共同親権で子育てはどう変わる? 転居、アルバイト、予防接種…「急迫」でなければ離婚後も両親の協議が必要に 参院で民法改正案の審議中
協議で合意できないなら家裁が決定
ーそもそも親権とは。
子の世話や教育、どこで暮らすかの決定、財産の管理などを行う親の権利・義務のことです。予防接種や手術の同意、アルバイトの許可も含みます。現行法は婚姻中の父母にはともに親権があり、離婚後の親権は一方にあると定めています。親権を持つひとり親は現在、単独で子育ての判断ができますが、共同親権では元配偶者との協議が必要な場面が生じます。
ーそれはどのようなケースですか。
例えば、緊急性の低い医療行為や引っ越し、パスポートの取得などは原則、片方の親だけでは決められなくなります。話し合っても合意に至らなければ家裁が決定します。

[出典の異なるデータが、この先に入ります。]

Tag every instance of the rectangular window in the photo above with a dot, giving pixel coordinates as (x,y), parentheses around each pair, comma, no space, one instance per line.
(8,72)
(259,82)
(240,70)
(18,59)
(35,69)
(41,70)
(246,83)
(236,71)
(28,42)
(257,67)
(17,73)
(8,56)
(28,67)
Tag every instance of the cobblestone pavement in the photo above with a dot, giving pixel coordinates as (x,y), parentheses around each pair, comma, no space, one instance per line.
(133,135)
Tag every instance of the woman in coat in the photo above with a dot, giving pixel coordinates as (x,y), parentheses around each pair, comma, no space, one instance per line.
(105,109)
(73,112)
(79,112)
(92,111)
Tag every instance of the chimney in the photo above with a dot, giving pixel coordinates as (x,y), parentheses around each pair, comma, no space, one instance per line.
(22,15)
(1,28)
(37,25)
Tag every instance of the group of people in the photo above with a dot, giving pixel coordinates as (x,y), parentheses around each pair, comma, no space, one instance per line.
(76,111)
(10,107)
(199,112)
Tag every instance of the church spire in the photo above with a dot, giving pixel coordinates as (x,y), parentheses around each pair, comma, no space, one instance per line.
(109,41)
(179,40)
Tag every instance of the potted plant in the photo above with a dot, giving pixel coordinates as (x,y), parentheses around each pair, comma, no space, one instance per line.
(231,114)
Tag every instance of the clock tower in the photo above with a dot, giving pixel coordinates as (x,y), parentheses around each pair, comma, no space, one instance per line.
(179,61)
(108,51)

ー常に育児の相談をする必要まではないということですか。
食事や子の習い事の選択、ワクチン接種、アルバイトの許可などの日常的な行為に加え、「急迫の事情」がある場合は不要です。
既に離婚した人も、申し立てができる
ー「急迫」とは具体的にどういう事例になりますか。
協議や家裁の手続きを経ていては、子の利益を害する恐れがあるときです。緊急手術や入試の結果発表直後の入学手続き、暴力からの避難などです。
ー離婚後は一律に共同親権になるのですか。
協議離婚なら父母が共同か単独かを話し合いで選びます。裁判で離婚する際は、家裁が親子や父母の関係を踏まえ、子の利益になる方に決めます。
ー既に離婚した人は法改正と無関係ですか。
共同親権に変えるための申し立てはできます。ドメスティックバイオレンス(DV)や虐待の恐れ、正当な理由のない養育費不払いは、変更が認められない理由になり得ます。
子どもが争いに巻き込まれ続ける懸念
ーなぜ改正されるのでしょうか。
離婚で子と疎遠になった親らに、単独親権しか認めていない現行法への不満が強いためです。離婚後も子育てで助け合う父母が増えれば、子の利益になるとの期待もあります。
ーどういう課題がありますか。
離婚する父母は感情的な対立が深いことも多く、子が争いに巻き込まれ続けたり、子を巡る重要な判断が遅れたりすることを懸念する声もあります。